Zhang, F., Zhu, Y., Tang, C., Chen, Y., Qian, B., Hu, Z., et al. (2021). High-Efficiency Electrosynthesis of Hydrogen Peroxide from Oxygen Reduction Enabled by a Tungsten Single Atom Catalyst with Unique Terdentate N₁O₂ Coordination. Advanced Functional Materials, 2110224, pp. 1-8. doi:10.1002/adfm.202110224.

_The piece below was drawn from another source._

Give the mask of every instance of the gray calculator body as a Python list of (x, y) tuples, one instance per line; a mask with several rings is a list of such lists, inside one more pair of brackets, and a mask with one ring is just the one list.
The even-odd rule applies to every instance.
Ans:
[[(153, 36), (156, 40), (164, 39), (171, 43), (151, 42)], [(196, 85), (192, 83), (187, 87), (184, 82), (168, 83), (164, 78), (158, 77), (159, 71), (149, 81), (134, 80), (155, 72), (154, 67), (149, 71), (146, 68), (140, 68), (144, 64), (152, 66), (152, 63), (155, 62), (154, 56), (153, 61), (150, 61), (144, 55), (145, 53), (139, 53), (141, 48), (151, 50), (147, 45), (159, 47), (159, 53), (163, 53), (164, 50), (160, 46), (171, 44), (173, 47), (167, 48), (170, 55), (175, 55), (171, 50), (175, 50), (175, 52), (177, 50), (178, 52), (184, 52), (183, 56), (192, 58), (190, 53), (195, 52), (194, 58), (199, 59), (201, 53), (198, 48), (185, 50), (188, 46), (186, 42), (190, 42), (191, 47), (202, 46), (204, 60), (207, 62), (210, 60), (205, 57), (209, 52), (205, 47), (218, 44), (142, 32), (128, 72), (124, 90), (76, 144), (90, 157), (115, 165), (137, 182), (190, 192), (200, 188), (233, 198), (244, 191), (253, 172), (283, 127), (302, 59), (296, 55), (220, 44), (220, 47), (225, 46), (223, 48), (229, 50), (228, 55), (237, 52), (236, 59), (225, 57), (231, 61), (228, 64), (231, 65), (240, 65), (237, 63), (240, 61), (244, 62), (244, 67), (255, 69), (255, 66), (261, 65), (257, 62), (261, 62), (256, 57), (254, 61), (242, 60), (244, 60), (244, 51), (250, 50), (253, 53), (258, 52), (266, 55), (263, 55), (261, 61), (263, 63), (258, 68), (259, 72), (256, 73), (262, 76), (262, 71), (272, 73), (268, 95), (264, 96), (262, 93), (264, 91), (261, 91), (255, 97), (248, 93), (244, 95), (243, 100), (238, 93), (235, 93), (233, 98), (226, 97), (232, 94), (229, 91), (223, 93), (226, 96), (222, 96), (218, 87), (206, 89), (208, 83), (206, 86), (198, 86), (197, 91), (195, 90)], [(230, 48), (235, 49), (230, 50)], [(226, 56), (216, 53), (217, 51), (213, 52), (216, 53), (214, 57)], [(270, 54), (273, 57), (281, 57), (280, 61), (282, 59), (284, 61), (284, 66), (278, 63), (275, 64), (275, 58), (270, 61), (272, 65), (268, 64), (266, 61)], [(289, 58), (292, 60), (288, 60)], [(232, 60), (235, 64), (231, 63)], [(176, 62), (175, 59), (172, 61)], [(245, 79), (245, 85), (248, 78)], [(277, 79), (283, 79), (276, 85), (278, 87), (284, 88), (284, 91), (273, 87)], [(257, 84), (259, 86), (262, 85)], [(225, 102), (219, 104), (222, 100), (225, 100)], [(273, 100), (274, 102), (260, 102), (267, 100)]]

Cite as: https://hdl.handle.net/21.11116/0000-000A-0F4B-3

Abstract

Single-atom catalysts (SACs) have shown great potential in the electrochemical oxygen reduction reaction (ORR) toward hydrogen peroxide (H2O2) production. However, current studies are mainly focused on 3d transition-metal SACs, and very little attention has been paid to 5d SACs. Here, a new kind of W SAC anchored on a porous O, N-doped carbon nanosheet (W-1/NO-C) is designed and prepared via a simple coordination polymer-pyrolysis method. A unique local structure of W SAC, terdentate W1N1O2 with the coordination of two O atoms and one N atom, is identified by the combination of aberration-corrected scanning transmission electron microscopy, X-ray photoelectron spectroscopy and X-ray absorption fine structure spectroscopy. Remarkably, the as-prepared W-1/NO-C catalyzes the ORR via a 2e(-) pathway with high onset potential, high H2O2 selectivity in the wide potential range, and excellent operation durability in 0.1 m KOH solution, superior to most of state-of-the-art H2O2 electrocatalysts ever reported. Theoretical calculations reveal that the C atoms adjacent to O in the W1N1O2-C moiety are the most active sites for the 2e(-) ORR to H2O2 with the optimal binding energy of the HOO* intermediate. This work opens up a new opportunity for the development of high-performance W-based catalysts for electrochemical H2O2 production.